OpenAI has been making deals with publishers to gain access to high-quality training data. It added Financial Times to the list.
What’s new: OpenAI licensed the archive of business news owned by Financial Times (FT) for an undisclosed sum. The agreement lets OpenAI train its models on the publisher’s articles and deliver information gleaned from them. This is OpenAI’s fifth such agreement with major news publishers in the past year.
How it works: Although the parties didn’t disclose the length of their agreement, OpenAI’s other news licensing deals will end within a few years. The limited commitment suggests that these arrangements are experimental rather than strategic. The deal includes articles behind the publisher’s paywall; that is, not freely available on the open internet. This enables OpenAI to train its models on material that competitors may not have. Other deals have given OpenAI exclusive access, shutting competitors out.
- The deal with FT gives OpenAI nonexclusive rights to search, index, and train its models on the publisher’s articles, including articles behind its paywall. It also lets OpenAI enable ChatGPT to cite, summarize, and link to the publishers’ works. The parties called the deal a “strategic partnership” as well as a licensing agreement, although it’s unclear whether OpenAI will share technology or data with FT.
- In March, OpenAI announced multi-year agreements with French newspaper Le Monde and Prisa Media (Spanish owner of the newspapers El País, Diario AS, and Cinco Días). The agreements give OpenAI rights to summarize and train AI models on their articles and make the publishers, respectively, OpenAI’s exclusive providers of French- and Spanish-language news.
- In December 2023, OpenAI signed a three-year, nonexclusive deal with German publisher Axel Springer, owner of German-language newspapers Bild and Die Welt as well as English-language websites Politico and Business Insider. The deal allows OpenAI to train on, summarize, and link to Axel Springer’s articles, including paywalled content, and makes the publisher OpenAI’s exclusive supplier of German-language news. It was worth “tens of millions of euros,” according to Bloomberg.

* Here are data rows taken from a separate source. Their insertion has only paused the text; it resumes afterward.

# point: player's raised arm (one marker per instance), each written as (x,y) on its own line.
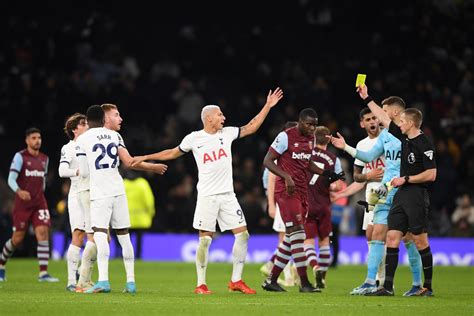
(377,110)
(256,122)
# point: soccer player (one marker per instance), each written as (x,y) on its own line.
(27,178)
(390,146)
(411,205)
(102,148)
(368,175)
(269,180)
(292,149)
(216,200)
(318,221)
(78,206)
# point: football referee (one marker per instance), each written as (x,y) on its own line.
(411,205)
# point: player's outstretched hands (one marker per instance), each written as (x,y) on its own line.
(338,142)
(363,91)
(290,185)
(332,176)
(136,160)
(160,168)
(274,97)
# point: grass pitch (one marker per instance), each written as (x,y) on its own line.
(167,289)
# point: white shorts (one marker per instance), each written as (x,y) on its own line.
(79,212)
(278,224)
(111,211)
(368,219)
(221,208)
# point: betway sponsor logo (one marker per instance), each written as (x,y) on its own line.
(300,156)
(34,173)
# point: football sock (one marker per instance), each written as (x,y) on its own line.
(414,261)
(128,256)
(427,261)
(73,256)
(89,257)
(202,256)
(391,263)
(381,270)
(7,252)
(103,254)
(324,258)
(311,258)
(239,253)
(283,255)
(376,254)
(43,256)
(297,252)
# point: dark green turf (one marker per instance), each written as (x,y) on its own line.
(167,289)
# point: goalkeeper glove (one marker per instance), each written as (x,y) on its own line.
(332,176)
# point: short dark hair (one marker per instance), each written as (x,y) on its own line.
(71,124)
(321,133)
(95,115)
(394,100)
(363,112)
(308,113)
(32,130)
(415,115)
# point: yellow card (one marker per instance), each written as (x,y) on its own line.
(360,81)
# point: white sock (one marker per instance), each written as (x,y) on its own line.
(239,253)
(128,256)
(103,254)
(202,255)
(381,270)
(73,257)
(89,257)
(287,271)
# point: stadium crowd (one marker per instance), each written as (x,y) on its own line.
(161,70)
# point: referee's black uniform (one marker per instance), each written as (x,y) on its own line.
(410,208)
(411,204)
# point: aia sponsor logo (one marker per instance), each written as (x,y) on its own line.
(214,156)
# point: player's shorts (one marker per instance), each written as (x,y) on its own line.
(381,210)
(368,220)
(318,224)
(223,209)
(278,224)
(410,210)
(110,211)
(293,208)
(37,215)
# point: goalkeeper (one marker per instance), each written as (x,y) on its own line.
(390,147)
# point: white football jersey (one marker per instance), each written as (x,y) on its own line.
(213,156)
(100,146)
(365,145)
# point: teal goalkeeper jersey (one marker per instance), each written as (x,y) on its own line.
(391,147)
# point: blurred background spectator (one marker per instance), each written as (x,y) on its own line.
(161,66)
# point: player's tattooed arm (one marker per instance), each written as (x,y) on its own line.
(272,99)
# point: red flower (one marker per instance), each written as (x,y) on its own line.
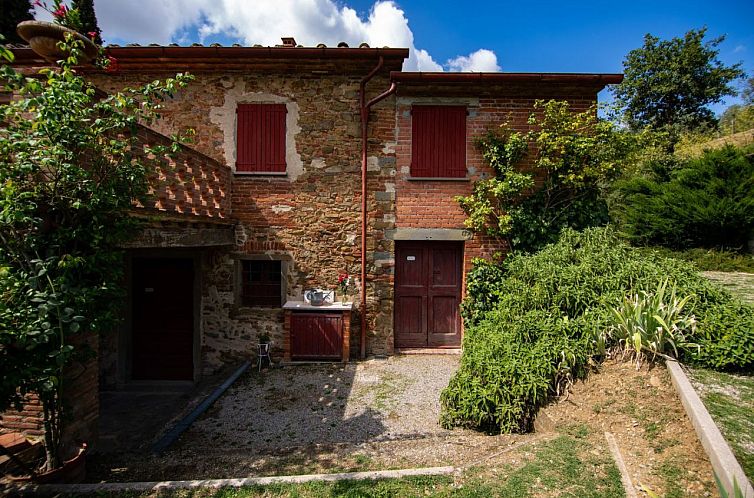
(112,65)
(61,12)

- In July 2023, OpenAI gained nonexclusive rights for two years to train its models on some of the text of the Associated Press (AP) archive of news articles, which freely is available on the open web. In return, AP received undisclosed access to OpenAI’s “technology and product expertise.” Unlike the other agreements, the deal with AP (which does not have a paywall) does not grant OpenAI specific rights to summarize or link to AP’s stories.
Behind the news: Archives of news articles may be handy if OpenAI proceeds with a rumored search service reported by in February by The Information. Licensing is a way to get such material that is unambiguously legal. Although AI researchers commonly scrape data from the web and use it for training models without obtaining licenses for copyrighted works, whether a license is required to train AI models on works under copyright in the U.S. has yet to be determined. Copyright owners lately have challenged this practice in court. In December 2023, The New York Times sued OpenAI and Microsoft, claiming that OpenAI infringed its copyrights by training models on its articles. In April 2024, eight U.S. newspapers owned by Alden Global Capital, a hedge fund, filed a lawsuit against the same defendants on similar grounds. Licensing material from publishers gives OpenAI access to their works while offering them incentives to negotiate rather than sue.
Why it matters: AI developers need huge amounts of media to train larger and larger models. News publishers have huge archives with high-quality text, relatively well written and fact-checked, that’s relevant to current events of interest to a broad audience. Licensing those archives gives developers access to what they need without incurring legal risk. Furthermore, making news archives available for retrieval augmented generation makes chatbots more capable and reliable.
We’re thinking: We support efforts to clarify the legal status of training AI models on data scraped from the web. It makes sense to treat the open web pages and paywalled content differently, but we advocate that AI models be free to learn from the open internet just as humans can.